The weather was nice. The looks on people's faces varied. It was a normal Monday by most standards, with the possible deviations that we are all a little more rested after the clocks rolled back and we all have forgotten what rain actually smells like.
That last one is especially true with the intensifying smoke around the area as the wildfires continue to grow.
But Monday was far from normal, at least that's what we think, right?
Today we elect a new president, picking from the two worst choices this side of your older brother asking "head or gut?" before he punched you.
It's Election Day, a day that should signal our freedom.
And we have this to choose from.
On one hand is the egomaniacal bully who has never been told no and has bent enough financial rules to compile a personal fortune dotted with controversy and punctuated with ethical indifference.
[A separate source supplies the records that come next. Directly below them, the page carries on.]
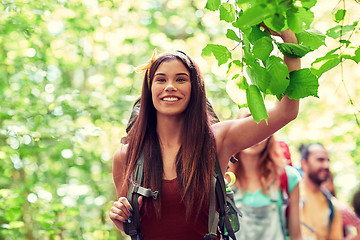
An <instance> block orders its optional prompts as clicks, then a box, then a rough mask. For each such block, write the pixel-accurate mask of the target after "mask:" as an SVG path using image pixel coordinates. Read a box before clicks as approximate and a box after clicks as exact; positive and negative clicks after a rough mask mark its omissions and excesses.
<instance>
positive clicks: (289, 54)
mask: <svg viewBox="0 0 360 240" xmlns="http://www.w3.org/2000/svg"><path fill="white" fill-rule="evenodd" d="M277 45H278V47H279V50H280V51H281V52H282V54H284V56H286V57H290V58H302V57H303V56H305V55H306V54H307V53H308V52H310V47H308V46H305V45H298V44H294V43H278V44H277Z"/></svg>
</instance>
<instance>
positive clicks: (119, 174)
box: [109, 30, 300, 240]
mask: <svg viewBox="0 0 360 240" xmlns="http://www.w3.org/2000/svg"><path fill="white" fill-rule="evenodd" d="M278 35H280V37H281V38H282V39H283V41H284V42H290V43H294V44H297V43H298V42H297V39H296V35H295V33H294V32H292V31H291V30H285V31H282V32H281V33H280V34H278ZM284 62H285V63H286V64H287V66H288V69H289V71H294V70H298V69H300V59H290V58H288V57H284ZM141 69H142V70H144V71H145V76H144V80H143V85H142V94H141V100H140V112H139V115H138V117H137V119H136V120H135V122H134V125H133V127H132V128H131V129H130V131H129V133H128V135H127V137H126V139H125V141H124V143H125V144H124V145H122V146H120V147H119V148H118V150H117V151H116V153H115V155H114V160H113V179H114V183H115V188H116V193H117V201H115V202H114V204H113V206H112V208H111V209H110V212H109V217H110V219H111V220H112V221H113V222H114V224H115V225H116V227H117V228H119V229H120V230H123V227H124V225H123V224H124V223H131V222H132V220H134V219H133V213H134V209H133V207H132V206H131V204H130V202H129V200H128V199H127V198H126V195H127V192H128V189H129V185H130V183H132V182H133V172H134V169H135V167H136V163H137V160H138V158H139V156H141V155H142V156H143V159H144V169H143V174H144V179H143V180H144V181H143V184H142V186H141V187H143V188H144V187H145V188H149V189H150V190H151V192H153V191H159V192H158V193H159V194H158V195H159V196H158V198H157V199H156V200H155V199H153V198H144V199H143V201H142V202H141V203H140V204H139V205H141V207H140V213H139V215H140V230H141V233H139V234H140V235H141V236H142V238H143V239H144V240H150V239H172V240H175V239H191V240H196V239H199V240H200V239H204V235H206V236H208V234H207V233H208V222H209V221H208V215H209V205H210V192H211V186H212V183H213V173H214V166H215V161H216V159H218V161H219V165H220V167H221V169H222V172H223V174H224V173H225V170H226V168H227V165H228V162H229V160H230V157H231V156H232V155H233V154H235V153H236V152H238V151H240V150H242V149H245V148H248V147H249V146H252V145H254V144H255V143H257V142H259V141H262V140H263V139H266V138H267V137H269V136H270V135H272V134H273V133H275V132H276V131H277V130H279V129H280V128H282V127H283V126H285V125H286V124H287V123H289V122H290V121H292V120H293V119H295V118H296V116H297V114H298V104H299V101H298V100H292V99H289V98H288V97H287V96H284V97H283V98H282V99H281V101H279V102H277V104H276V106H275V107H274V108H273V109H272V110H270V111H269V118H268V120H267V121H261V122H260V123H256V122H255V121H254V120H253V119H252V118H251V117H249V118H245V119H234V120H228V121H222V122H219V123H215V124H212V125H211V121H210V120H209V117H208V111H207V107H206V106H207V105H206V91H205V86H204V81H203V78H202V75H201V73H200V71H199V69H198V66H197V64H196V63H195V62H194V61H193V60H192V59H191V58H190V57H189V56H188V55H187V54H185V53H184V52H181V51H177V52H173V53H164V54H161V55H160V56H156V54H153V57H152V58H151V60H150V61H149V63H148V64H146V65H144V66H142V67H141ZM139 70H140V69H139ZM126 226H128V225H126ZM136 234H137V235H139V234H138V233H136Z"/></svg>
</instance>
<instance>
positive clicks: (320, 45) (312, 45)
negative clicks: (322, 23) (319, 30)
mask: <svg viewBox="0 0 360 240" xmlns="http://www.w3.org/2000/svg"><path fill="white" fill-rule="evenodd" d="M296 37H297V39H298V41H299V44H303V45H304V46H308V47H309V48H310V50H311V51H314V50H316V49H318V48H319V47H320V46H322V45H325V38H326V36H325V35H324V34H322V33H321V32H320V31H318V30H316V29H307V30H305V31H303V32H299V33H297V34H296Z"/></svg>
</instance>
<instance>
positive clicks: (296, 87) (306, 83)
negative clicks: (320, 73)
mask: <svg viewBox="0 0 360 240" xmlns="http://www.w3.org/2000/svg"><path fill="white" fill-rule="evenodd" d="M318 88H319V83H318V78H317V77H316V76H315V75H314V74H313V73H312V72H311V71H310V69H308V68H303V69H300V70H297V71H292V72H291V73H290V84H289V86H288V88H287V89H286V91H285V94H286V95H287V96H288V97H289V98H290V99H300V98H305V97H308V96H314V97H319V96H318Z"/></svg>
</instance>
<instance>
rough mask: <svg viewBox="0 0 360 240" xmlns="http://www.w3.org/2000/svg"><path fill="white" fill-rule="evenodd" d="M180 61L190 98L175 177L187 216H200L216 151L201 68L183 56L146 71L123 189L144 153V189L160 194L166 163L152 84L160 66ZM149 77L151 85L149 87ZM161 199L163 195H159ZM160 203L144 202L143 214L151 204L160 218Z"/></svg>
mask: <svg viewBox="0 0 360 240" xmlns="http://www.w3.org/2000/svg"><path fill="white" fill-rule="evenodd" d="M171 60H180V61H181V62H182V63H183V64H184V66H185V67H186V68H187V70H188V71H189V73H190V79H191V96H190V101H189V104H188V106H187V108H186V110H185V112H184V116H185V118H184V124H183V127H182V128H183V129H182V131H181V133H182V135H181V147H180V150H179V152H178V154H177V157H176V173H177V181H178V185H179V189H180V194H181V196H182V198H183V201H184V204H185V207H186V216H187V217H189V216H190V214H191V213H193V212H195V213H196V216H197V215H198V214H199V212H200V209H201V208H199V206H203V205H204V204H205V203H207V201H208V200H209V193H210V189H211V185H212V181H213V177H212V176H213V170H214V163H215V159H216V147H215V139H214V136H213V133H212V131H211V129H210V120H209V119H210V118H209V117H208V112H207V106H206V94H205V87H204V82H203V79H202V76H201V74H200V71H199V68H198V66H197V65H196V64H195V63H194V62H193V61H192V59H190V57H188V56H187V55H186V54H185V53H183V52H176V53H174V54H166V55H163V56H161V57H159V58H158V59H157V60H156V61H155V62H154V63H153V64H152V65H151V67H150V69H149V70H147V71H146V73H145V76H144V81H143V87H142V93H141V100H140V101H141V102H140V106H141V107H140V113H139V115H138V117H137V119H136V121H135V123H134V125H133V126H132V128H131V130H130V131H129V134H128V136H127V139H126V142H128V144H129V146H128V150H127V164H126V166H128V167H127V169H126V174H125V181H124V187H127V186H128V182H129V179H130V178H131V176H132V172H133V171H134V168H135V164H136V161H137V159H138V157H139V155H140V153H141V152H143V153H144V181H143V186H145V187H150V188H151V189H152V190H153V191H154V190H161V187H162V178H163V163H162V156H161V147H160V143H159V138H158V135H157V132H156V123H157V119H156V109H155V107H154V104H153V102H152V97H151V84H152V81H153V78H154V74H155V72H156V70H157V68H158V67H159V66H160V64H161V63H163V62H165V61H171ZM148 74H149V79H150V83H148ZM159 195H160V198H161V192H160V194H159ZM160 200H161V199H158V200H156V201H152V200H149V201H144V206H143V207H144V210H145V211H144V212H145V214H146V212H147V211H146V209H148V208H149V207H150V206H151V204H153V206H154V208H155V212H156V215H157V217H158V218H159V217H160V215H161V211H160V209H161V201H160Z"/></svg>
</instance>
On the other hand is the other one.
And we'll let you choose which is which because in a lot of ways these two frauds are cut from the same cloth.
One is red, the other is blue and each is bad.
A lot of you wrote back to my question about describing this election in a sentence.
"The low point in American politics," one emailer wrote.
"I'm not sure I'd want either of these candidates to watch my dog for the weekend," a friend of mine sent, pointing out that we are dealing with two candidates who have collectively been involved in countless IRS audits, been accused of sexual harassment, raised money using international political connections, know FBI investigators on a first-name basis, have been recorded using words that I'd discipline my children for saying, and have covered up more shady deals and seedy decisions than you could fit in your grandfather's pickup.
We are dealing from the bottom of the barrel.
One side will celebrate tonight, the other will try to drown its sorrows. The truth is we will all wake up with a pounding headache.
So what is the aspirin? What will be the remedy? Tomato juice or a McDonald's Coke? Here's hoping it's not the political version of "the hair of the dog" this time in 2020.
I wish I knew. I wish we were not here, but we are.
And, like with any great change, it is going to have to start with us.
Washington has no interest in change. The D.C. machine knows that controversy and animosity only galvanize each side's base.
Worse yet, that galvanization allows each side to blame the other for the drastic and crippling do-nothingness that is known as gridlock in Washington.
Each side is too worried about keeping its jobs more than doing its job.
And now we are left with a flawed president, no matter who wins today.
We are scared. We are uneasy and unsure and for the first time wondering, "What is the worst that could really happen?"
To that, I ask, "What are we willing to do to make sure we are not presented choices this bad again?"
It's on us to change the direction of this. Sadly, that change must wait four years.